With the passage of the Older Americans Act in 1965, senior centers first gained significant momentum in American society. Nearly 50 years later, senior centers remain an important part of many communities, but must adapt to the changing needs of their customers to provide the best possible service. AARP Louisiana, through a grant from the AARP Foundation and Caesar’s Foundation, produced this report to analyze changes in the senior center model, and provide recommendations for future improvements to these centers.
This report describes changes to senior centers over the past 50 years, and details recommendations on modernizing centers into 21st Century Wellness Centers. In addition to being the largest-ever generation of elderly people, today’s older Americans have needs and interests very different from the previous generation. As such, an effective senior center model includes programs and facilities designed to meet the social, mental, and physical needs of its clients.

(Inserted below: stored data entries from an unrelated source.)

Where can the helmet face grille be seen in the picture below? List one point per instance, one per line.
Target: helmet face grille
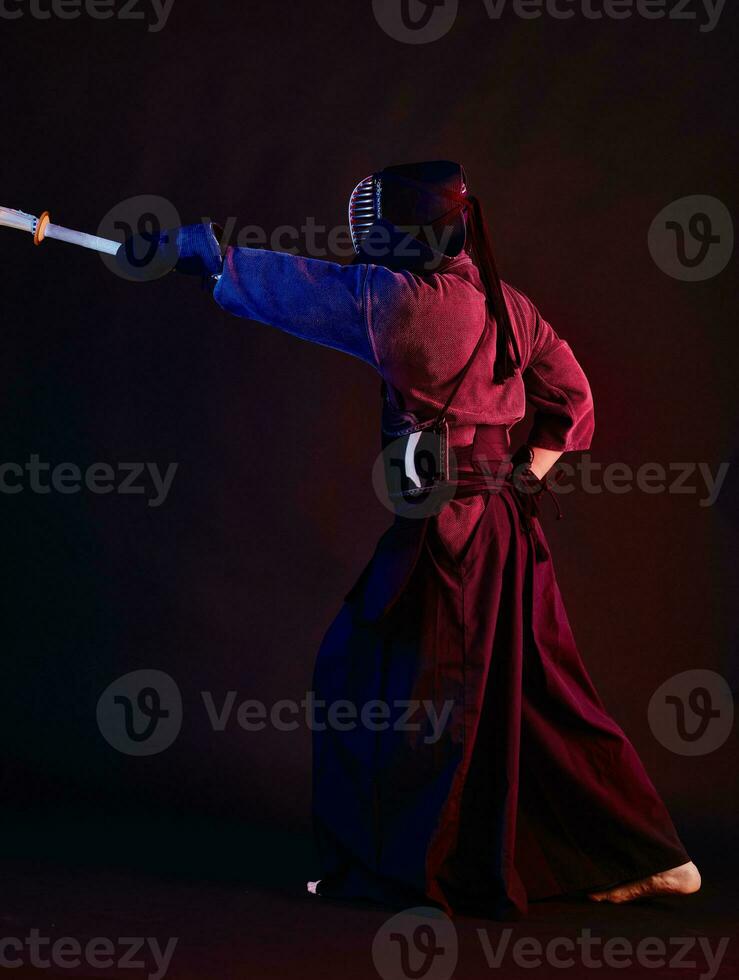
(365, 208)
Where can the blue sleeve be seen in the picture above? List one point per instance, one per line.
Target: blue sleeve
(322, 302)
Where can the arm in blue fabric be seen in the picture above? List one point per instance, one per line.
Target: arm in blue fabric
(198, 251)
(318, 301)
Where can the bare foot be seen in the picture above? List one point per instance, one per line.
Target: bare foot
(677, 881)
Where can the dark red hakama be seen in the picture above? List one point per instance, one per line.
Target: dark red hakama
(532, 790)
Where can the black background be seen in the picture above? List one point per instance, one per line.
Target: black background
(575, 135)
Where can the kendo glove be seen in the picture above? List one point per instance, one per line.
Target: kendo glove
(192, 250)
(527, 491)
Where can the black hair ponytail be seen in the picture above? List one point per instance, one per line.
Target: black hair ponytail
(507, 354)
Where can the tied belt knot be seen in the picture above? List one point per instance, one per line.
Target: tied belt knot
(486, 466)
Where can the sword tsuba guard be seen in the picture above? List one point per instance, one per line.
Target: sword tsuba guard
(42, 224)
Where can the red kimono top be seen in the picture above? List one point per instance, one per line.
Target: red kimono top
(418, 332)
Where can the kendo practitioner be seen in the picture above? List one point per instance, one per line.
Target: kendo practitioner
(529, 789)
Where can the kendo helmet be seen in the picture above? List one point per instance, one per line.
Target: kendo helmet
(418, 216)
(410, 215)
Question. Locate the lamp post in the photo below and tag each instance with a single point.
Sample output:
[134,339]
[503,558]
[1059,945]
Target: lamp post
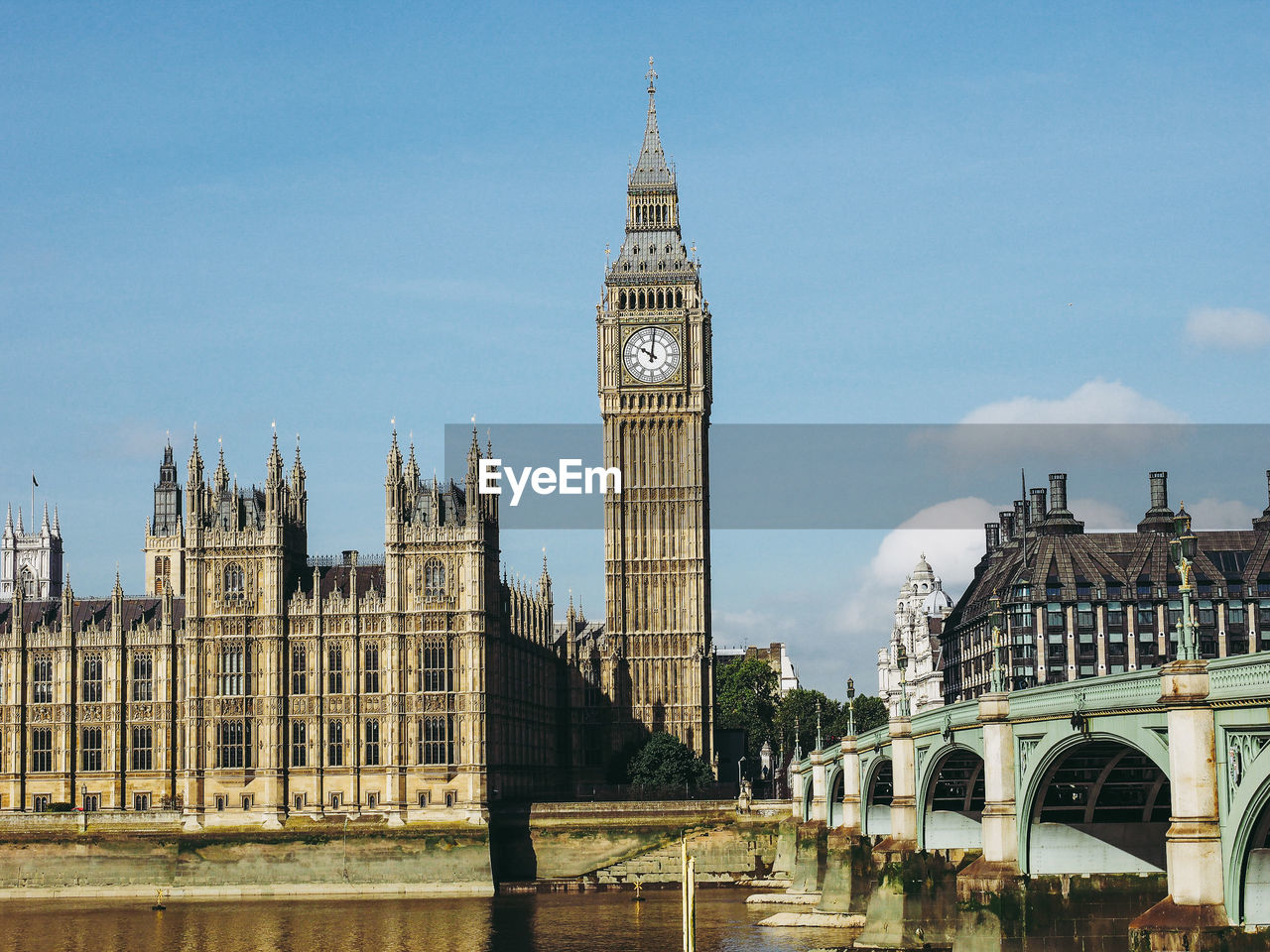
[902,662]
[1182,548]
[997,675]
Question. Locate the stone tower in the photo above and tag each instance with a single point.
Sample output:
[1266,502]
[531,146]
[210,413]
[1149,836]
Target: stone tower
[166,563]
[654,395]
[245,553]
[31,561]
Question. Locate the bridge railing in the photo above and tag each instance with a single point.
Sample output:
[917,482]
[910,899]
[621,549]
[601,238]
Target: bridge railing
[1239,678]
[1110,692]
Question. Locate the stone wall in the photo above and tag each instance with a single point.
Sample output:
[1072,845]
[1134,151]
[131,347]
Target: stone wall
[613,844]
[303,858]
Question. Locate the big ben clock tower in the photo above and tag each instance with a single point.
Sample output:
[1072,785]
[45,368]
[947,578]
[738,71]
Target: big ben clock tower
[654,397]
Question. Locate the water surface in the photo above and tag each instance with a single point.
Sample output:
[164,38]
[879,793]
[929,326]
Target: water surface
[557,921]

Other report highlights include:
- Communities should start by identifying which of the emerging models best fits the unique needs of their communities, and aligning programs and services to facilitate their specific definition of wellness. Those models include:
a. Multi-generational community centers
c. Lifelong learning
d. Continuum of care/transitions
e. Entrepreneurial center
f. The Café program
- While the need to enhance existing programs is increasing, funding for such items is decreasing. With that in mind, communities need to find alternate means of funding their improved centers.
- Recommended policy changes focus on incentivizing innovation and integrating Older Americans Act programs with other national initiatives, including Livable Communities work and healthcare reform.

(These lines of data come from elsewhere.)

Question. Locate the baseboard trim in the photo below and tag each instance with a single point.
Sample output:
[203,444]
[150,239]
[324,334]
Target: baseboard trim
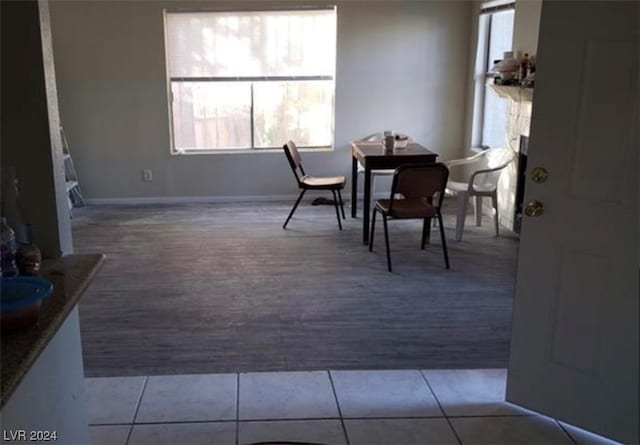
[210,199]
[188,199]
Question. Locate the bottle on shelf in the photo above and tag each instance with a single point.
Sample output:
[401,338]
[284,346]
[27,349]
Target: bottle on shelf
[525,67]
[28,256]
[8,250]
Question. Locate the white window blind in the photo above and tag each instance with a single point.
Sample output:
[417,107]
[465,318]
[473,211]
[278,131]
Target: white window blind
[251,79]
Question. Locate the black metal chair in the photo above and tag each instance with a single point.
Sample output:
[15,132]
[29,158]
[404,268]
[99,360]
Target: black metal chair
[419,185]
[307,182]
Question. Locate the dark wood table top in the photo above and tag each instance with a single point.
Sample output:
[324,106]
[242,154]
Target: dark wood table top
[371,154]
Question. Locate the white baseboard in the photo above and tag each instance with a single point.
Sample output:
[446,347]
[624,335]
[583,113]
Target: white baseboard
[187,199]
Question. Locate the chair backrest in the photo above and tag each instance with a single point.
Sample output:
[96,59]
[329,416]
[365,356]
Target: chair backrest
[420,181]
[295,162]
[496,160]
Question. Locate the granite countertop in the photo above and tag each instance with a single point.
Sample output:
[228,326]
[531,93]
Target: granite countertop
[70,276]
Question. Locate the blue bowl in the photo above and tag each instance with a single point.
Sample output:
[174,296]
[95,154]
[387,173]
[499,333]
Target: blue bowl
[21,292]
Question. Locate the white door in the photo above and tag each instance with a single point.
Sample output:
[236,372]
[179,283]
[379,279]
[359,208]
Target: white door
[574,347]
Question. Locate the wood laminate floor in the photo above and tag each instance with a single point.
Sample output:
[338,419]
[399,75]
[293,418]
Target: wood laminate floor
[211,288]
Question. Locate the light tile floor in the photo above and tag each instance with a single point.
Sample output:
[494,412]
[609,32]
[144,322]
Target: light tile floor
[399,407]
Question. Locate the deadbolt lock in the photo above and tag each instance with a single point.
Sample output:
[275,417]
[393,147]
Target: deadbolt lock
[539,175]
[534,208]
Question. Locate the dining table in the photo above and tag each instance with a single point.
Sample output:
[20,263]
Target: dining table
[373,156]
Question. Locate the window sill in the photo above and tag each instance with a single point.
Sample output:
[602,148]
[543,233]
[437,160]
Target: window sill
[248,151]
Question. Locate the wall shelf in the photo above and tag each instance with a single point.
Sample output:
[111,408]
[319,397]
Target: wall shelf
[513,92]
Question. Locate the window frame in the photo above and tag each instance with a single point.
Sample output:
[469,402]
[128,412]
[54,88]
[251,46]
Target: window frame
[480,74]
[252,149]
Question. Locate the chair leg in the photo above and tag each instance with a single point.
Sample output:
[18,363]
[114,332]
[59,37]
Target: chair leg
[295,206]
[337,205]
[341,204]
[444,241]
[494,203]
[478,211]
[426,231]
[373,229]
[463,200]
[386,240]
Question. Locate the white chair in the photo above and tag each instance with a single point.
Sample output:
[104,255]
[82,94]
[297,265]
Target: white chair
[482,182]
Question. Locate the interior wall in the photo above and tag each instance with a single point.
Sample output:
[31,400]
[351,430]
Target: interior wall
[31,145]
[401,65]
[526,26]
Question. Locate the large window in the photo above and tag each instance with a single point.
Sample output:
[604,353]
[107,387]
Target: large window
[251,79]
[495,35]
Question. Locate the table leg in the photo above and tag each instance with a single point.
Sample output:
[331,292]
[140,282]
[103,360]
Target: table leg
[354,186]
[365,205]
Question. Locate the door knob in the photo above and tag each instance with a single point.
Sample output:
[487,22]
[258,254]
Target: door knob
[534,208]
[539,175]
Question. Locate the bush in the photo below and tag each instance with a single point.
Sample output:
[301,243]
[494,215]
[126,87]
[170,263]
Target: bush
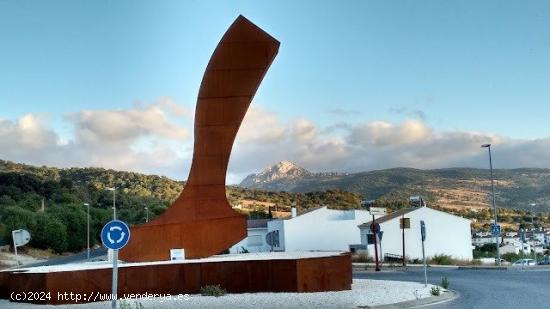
[126,305]
[510,257]
[213,290]
[445,283]
[360,258]
[442,259]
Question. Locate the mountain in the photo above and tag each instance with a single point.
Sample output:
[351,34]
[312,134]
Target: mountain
[452,188]
[277,177]
[283,176]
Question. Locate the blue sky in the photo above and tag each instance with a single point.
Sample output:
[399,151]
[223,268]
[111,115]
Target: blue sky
[462,66]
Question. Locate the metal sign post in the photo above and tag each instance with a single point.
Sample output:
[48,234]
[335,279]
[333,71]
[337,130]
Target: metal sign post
[423,236]
[20,238]
[115,235]
[375,228]
[405,223]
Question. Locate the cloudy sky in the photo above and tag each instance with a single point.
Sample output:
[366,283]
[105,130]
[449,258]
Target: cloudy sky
[357,85]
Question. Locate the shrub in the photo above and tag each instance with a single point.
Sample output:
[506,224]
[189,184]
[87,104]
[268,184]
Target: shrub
[442,259]
[213,290]
[359,258]
[126,305]
[445,283]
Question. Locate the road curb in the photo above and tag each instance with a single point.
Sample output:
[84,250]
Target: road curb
[483,268]
[432,300]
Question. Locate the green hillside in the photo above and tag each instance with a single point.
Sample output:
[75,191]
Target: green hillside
[62,225]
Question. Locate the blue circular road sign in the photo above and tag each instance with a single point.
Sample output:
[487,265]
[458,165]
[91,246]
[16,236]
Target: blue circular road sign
[115,234]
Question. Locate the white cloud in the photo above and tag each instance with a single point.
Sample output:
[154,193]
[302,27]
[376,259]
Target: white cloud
[141,139]
[146,138]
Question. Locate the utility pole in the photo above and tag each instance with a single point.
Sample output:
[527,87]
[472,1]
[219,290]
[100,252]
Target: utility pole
[88,230]
[488,146]
[534,238]
[375,228]
[403,236]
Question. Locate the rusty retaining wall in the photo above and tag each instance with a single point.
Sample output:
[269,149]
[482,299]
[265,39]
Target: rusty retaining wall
[331,273]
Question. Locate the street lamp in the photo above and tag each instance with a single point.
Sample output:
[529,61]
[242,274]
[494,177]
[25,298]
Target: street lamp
[88,236]
[533,232]
[488,146]
[114,201]
[146,214]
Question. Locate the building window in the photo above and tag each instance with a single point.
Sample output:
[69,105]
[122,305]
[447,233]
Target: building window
[254,241]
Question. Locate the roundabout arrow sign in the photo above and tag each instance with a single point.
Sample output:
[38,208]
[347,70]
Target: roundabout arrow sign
[115,234]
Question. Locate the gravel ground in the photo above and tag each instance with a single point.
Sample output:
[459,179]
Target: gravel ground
[365,292]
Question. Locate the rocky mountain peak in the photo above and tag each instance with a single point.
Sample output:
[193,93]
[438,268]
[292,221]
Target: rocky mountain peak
[286,171]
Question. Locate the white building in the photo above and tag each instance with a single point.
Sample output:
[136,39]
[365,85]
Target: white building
[509,248]
[256,239]
[480,241]
[321,229]
[445,234]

- In order to ensure continued success, Wellness Centers require thoughtful, intentional governance structure. The report outlines a sample structure that incorporates both participants and community stakeholders into the decision-making process.

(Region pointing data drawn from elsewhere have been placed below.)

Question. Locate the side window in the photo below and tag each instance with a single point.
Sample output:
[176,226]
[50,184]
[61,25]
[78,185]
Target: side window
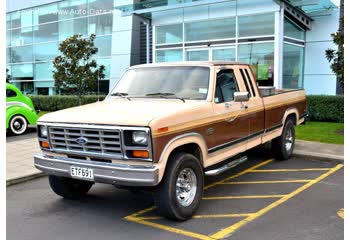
[226,86]
[10,93]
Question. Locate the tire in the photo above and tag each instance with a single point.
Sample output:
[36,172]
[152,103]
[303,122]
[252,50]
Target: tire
[68,187]
[175,202]
[18,125]
[283,146]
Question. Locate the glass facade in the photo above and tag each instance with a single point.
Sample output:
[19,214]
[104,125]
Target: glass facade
[33,36]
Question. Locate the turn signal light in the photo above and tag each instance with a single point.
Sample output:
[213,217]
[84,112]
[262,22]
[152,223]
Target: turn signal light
[44,144]
[140,153]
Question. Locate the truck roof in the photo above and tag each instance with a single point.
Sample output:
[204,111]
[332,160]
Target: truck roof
[189,63]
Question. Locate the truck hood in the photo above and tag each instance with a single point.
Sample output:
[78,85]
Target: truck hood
[118,111]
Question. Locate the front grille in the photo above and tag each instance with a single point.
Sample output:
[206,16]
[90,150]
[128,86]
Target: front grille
[100,142]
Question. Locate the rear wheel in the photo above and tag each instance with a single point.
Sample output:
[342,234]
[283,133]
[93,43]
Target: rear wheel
[283,146]
[18,125]
[69,187]
[179,194]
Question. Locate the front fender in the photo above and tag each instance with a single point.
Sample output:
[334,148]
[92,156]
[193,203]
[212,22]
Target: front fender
[178,141]
[28,113]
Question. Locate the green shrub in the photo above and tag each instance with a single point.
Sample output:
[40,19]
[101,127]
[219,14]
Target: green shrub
[59,102]
[325,108]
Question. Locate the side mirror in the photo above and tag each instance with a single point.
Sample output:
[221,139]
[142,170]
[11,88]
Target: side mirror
[241,96]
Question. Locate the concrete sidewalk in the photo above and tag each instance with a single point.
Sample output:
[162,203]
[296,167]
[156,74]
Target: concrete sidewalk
[20,151]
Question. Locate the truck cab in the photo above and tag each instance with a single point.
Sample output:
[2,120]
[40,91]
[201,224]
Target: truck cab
[164,127]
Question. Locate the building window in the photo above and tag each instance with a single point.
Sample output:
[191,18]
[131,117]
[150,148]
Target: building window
[22,54]
[46,32]
[169,34]
[46,13]
[21,36]
[43,71]
[104,46]
[260,56]
[256,25]
[101,24]
[197,55]
[100,6]
[293,62]
[72,9]
[211,29]
[22,72]
[170,55]
[292,30]
[71,27]
[45,51]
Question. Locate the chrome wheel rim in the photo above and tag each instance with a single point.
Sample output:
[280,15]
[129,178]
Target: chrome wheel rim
[289,140]
[186,187]
[18,125]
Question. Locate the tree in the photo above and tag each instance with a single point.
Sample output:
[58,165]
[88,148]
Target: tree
[8,76]
[75,70]
[336,57]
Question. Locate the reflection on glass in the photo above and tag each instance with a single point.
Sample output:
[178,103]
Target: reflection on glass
[22,54]
[46,32]
[104,45]
[293,62]
[256,25]
[101,24]
[172,55]
[260,56]
[169,34]
[224,54]
[71,27]
[45,52]
[291,30]
[21,36]
[197,55]
[43,71]
[211,29]
[72,8]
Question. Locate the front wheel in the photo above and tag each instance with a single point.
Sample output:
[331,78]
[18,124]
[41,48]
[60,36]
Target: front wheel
[283,146]
[18,125]
[68,187]
[179,194]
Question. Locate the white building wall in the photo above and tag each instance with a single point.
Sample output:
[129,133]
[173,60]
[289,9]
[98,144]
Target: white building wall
[318,76]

One note on this movement towards “Wellness Centers.” We are aware of other efforts to build or create “well-being” programs for older adults. While seemingly only a semantic difference, we think a “well-being” platform better fits the senior center model and allows a more natural modernization and evolution.
How to Use
Community leaders can use this report to evaluate the effectiveness of their senior centers, and begin planning for their evolution into the 21st Century. Using the Hollygrove project in New Orleans as an example, leaders can determine what measures should be taken to best prepare their communities for these changes.